Intraoperative frozen pathology cannot confirm the degree of tumor differentiation and pleural invasion of each specimen in a short time. Thus, the factor cannot be studied as a potential predictor of pN2 metastasis in this test. Pulmonary lymphatic drainage is mainly composed of two major systems, namely interstitial lymphatic vessels and parenchymal lymphatic vessels. There are abundant anastomotic branches between the two major lymphatic drainage systems, and the lymph of lung segments can flow directly to mediastinal lymph nodes [19]. We divided the location of the tumor in the lobe into outer 1 / 3, middle 1 / 3, and inner 1 / 3. The results showed that pN2 metastasis was not correlated with the location of the tumor in the lobe, which did not exclude the correlation with the lymph reflux pathway. The patients included in this study did not have a clear pathological diagnosis of lung tumor before surgery, so the tumor markers related to NSCLC and small cell lung cancer (SCLC) were detected. It is well known that NSE is a relatively specific tumor marker for SCLC. In the course of our study, NSE was found to be an independent predictor of mediastinal lymph nodes in cIA stage pure-solid NSCLC. Previous studies have shown that NSE increases in patients with advanced lung cancer of different pathological types [20]. At the same time, some studies have shown that NSE is associated with the degree of pathological invasion, pathological stage, and prognosis of NSCLC [21, 22]. This phenomenon might be caused by the neuroendocrine characteristics of some patients with NSCLC [23]. More studies are needed to verify whether NSE, a tumor marker of SCLC, is associated with NSCLC.

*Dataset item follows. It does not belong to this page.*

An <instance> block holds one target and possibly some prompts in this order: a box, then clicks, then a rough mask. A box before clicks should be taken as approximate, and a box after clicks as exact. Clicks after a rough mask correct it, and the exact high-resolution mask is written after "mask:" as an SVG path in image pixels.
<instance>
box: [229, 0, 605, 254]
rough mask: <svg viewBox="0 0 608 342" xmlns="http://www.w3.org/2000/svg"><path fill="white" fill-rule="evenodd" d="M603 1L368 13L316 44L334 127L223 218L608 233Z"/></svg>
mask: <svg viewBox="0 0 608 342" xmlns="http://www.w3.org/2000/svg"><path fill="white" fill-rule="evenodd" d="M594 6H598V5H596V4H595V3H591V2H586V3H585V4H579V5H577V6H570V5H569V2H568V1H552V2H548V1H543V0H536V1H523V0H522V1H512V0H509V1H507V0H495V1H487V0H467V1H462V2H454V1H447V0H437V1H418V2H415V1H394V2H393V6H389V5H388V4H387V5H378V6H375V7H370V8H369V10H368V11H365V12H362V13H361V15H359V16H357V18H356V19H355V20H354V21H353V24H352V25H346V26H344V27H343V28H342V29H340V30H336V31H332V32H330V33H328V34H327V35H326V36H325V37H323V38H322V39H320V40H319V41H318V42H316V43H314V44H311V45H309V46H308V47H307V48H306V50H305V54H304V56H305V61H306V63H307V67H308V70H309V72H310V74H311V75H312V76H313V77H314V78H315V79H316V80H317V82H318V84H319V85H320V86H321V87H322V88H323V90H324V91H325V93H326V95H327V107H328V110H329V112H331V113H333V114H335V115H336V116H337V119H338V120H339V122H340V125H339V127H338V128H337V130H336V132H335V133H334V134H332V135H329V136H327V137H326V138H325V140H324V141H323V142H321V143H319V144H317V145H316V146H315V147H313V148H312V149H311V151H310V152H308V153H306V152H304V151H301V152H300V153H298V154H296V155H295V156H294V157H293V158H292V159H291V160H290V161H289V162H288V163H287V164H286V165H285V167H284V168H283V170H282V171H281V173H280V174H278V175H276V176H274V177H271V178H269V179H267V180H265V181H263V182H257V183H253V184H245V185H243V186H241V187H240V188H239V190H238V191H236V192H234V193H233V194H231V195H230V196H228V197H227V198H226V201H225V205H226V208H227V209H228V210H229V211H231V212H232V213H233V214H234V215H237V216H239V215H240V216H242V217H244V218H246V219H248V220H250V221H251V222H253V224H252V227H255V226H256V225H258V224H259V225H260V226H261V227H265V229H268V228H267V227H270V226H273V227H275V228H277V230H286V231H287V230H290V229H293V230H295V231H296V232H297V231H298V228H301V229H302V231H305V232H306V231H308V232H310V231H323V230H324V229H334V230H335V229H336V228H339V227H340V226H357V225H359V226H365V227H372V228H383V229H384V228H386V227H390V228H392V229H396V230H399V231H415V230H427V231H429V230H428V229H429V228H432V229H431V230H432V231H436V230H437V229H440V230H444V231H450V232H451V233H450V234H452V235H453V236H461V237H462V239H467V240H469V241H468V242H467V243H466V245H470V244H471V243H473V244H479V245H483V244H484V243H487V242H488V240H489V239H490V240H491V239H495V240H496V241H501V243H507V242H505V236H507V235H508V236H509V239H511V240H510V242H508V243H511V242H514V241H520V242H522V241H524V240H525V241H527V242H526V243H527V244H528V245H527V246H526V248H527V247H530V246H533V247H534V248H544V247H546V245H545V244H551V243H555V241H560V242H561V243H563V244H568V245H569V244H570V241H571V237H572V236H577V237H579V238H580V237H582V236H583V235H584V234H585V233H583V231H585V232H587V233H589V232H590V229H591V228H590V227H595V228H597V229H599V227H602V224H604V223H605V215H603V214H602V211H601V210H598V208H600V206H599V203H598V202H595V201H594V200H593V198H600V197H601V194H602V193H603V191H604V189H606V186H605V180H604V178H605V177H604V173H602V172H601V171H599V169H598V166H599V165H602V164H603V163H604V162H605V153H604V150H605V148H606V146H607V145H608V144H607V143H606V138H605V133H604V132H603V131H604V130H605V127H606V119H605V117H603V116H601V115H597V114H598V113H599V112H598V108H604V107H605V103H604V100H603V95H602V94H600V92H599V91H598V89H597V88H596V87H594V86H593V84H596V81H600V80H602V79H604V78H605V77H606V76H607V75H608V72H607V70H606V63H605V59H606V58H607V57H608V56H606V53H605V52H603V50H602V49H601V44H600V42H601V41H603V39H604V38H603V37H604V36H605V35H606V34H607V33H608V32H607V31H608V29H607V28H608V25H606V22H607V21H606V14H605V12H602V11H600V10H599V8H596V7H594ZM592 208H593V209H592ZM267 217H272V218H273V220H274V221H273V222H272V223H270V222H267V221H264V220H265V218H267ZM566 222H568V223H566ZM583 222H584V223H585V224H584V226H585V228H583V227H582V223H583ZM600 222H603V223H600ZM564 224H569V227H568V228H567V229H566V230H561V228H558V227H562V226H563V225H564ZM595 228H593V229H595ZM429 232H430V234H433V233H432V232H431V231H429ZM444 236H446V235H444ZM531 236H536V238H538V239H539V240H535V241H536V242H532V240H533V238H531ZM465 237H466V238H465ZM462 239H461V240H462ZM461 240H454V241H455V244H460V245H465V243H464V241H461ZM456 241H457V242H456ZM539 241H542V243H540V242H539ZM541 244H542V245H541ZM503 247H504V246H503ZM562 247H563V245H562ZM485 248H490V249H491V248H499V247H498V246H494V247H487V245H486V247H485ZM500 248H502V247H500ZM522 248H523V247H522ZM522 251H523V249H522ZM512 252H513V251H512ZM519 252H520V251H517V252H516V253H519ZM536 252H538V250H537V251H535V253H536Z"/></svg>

Our findings suggested a new modality for intraoperative lymph node dissection in cIA pure-solid NSCLC patients, but this study still has some limitations. First, as a single center administrative database, we could hardly capture all the subtle factors, some of which might be critical to the results. Therefore, further multicenter randomized trials are needed to validate these results. Second, in this study, we did not incorporate the relevant data on lymph node micro-metastasis, so it still needs further investigation on whether our findings could apply to patients with lymph node micro-metastasis.

Conclusions

In the present study, we concluded that preoperative clinical tumor diameter, serum CEA level, serum NSE level, and station 10 lymph node pathologic status are independent predictors of mediastinal lymph node metastasis in cIA pure-solid NSCLC patients. Furthermore, Y, as a novel factor composed of combined cT, CEA, and NSE, is an independent predictor of pN2 metastasis. Meanwhile, the Y low-risk group patients might benefit from receiving lobe-specific lymph node sampling or systematic lymph node sampling, and the Y high-risk group patients might be recommended with systematic lymph node dissection.